Current 260 Cup owners may notice the new car’s larger and thus more functional trio of front air intakes that help improve engine thermal efficiencies Lotus has also fitted Ohlins two-way adjustable dampers as standard.
The subsequent reduction in weight and air resistance are reflected in the 890kg 2010MY 260 Cup’s 0.6 litre per 100 kilometre average (EU) fuel consumption drop to 8.5L/100km, as well as its carbon dioxide emissions rating of 199 grams per kilometre (previously coming in at 216g/km), both occurring while the 245km/h Lotus maintains a 0-100km/h sprint-time of a Porsche 911 GT3-rivalling 4.1 seconds.
Power and torque outputs are 192kW at 8000rpm and 236Nm at 6000rpm respectively, courtesy of supercharged and intercooled version of Toyota’s 1.8-litre VVTLi variable valve timing and lift four-cylinder petrol engine and Roots-type Eaton M62 supercharger and air-to-air intercooler.
A 4.6kW per kilo power to weight ratio is the result.
The lightweight flywheel and sports-type clutch plate and heavy duty clutch cover channel drive to the rear wheels via a C64 six-speed manual gearbox, while a torque-sensing limited slip differential, and Lotus’ Sport launch control combined with a variable traction control device are fitted as standard.
As with all current Lotuses, the Cup 260 is built around an extruded and bonded aluminium chassis tub first seen in the 1995 Elise.
Brakes are 308mm two-piece cross-drilled and ventilated front discs and 282mm cross-drilled and ventilated discs out back, supported by four-channel anti-lock brakes.

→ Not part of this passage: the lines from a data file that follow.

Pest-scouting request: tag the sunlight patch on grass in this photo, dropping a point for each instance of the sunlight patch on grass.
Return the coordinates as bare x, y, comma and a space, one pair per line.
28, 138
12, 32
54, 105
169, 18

Lotus says that the entire 260 Cup concept is aimed at reducing weight where possible for best-possible track performances without increasing costs to the point where it becomes uneconomic for serious racers and drivers.
Compared with the Exige S, there has been a 12kg mass decrease thanks to an increase use of carbonfibre in the roof panel, seats, dash top panel, tailgate, centre tunnel, front access panels and side air intake ducts.
Furthermore, besides the aforementioned carbon chord splitter and spoiler, Lotus pared an extra 22kg by employing a lightweight battery, ultra-light forged alloy wheels, lightweight flywheel, alloy supercharger components and a modified engine subframe that uses lightweight coating.
Turfing out non-essentials such as carpet, mudflaps, a battery cover, interior mirror, sunvisors and tailgate strut shaved another 4kg, although buyers wanting some creature comforts can undo some of that hard work by plumping for air-conditioning and an interior noise reduction pack.
According to Lotus Cars Australia sales and marketing general manager, Jonathan Stretton most of the Cup 260 modifications will also apply to the rest of the 2010MY Exige range.
To enable the new Cup 260 to compete at race meetings, full road use homologation has already happened for the key Asian, European and North American markets.
The Cup 240 appeared in 2006, before being supplanted by the Cup 260 in 2008. Several hundred units of the hottest Exige have been sold worldwide since then.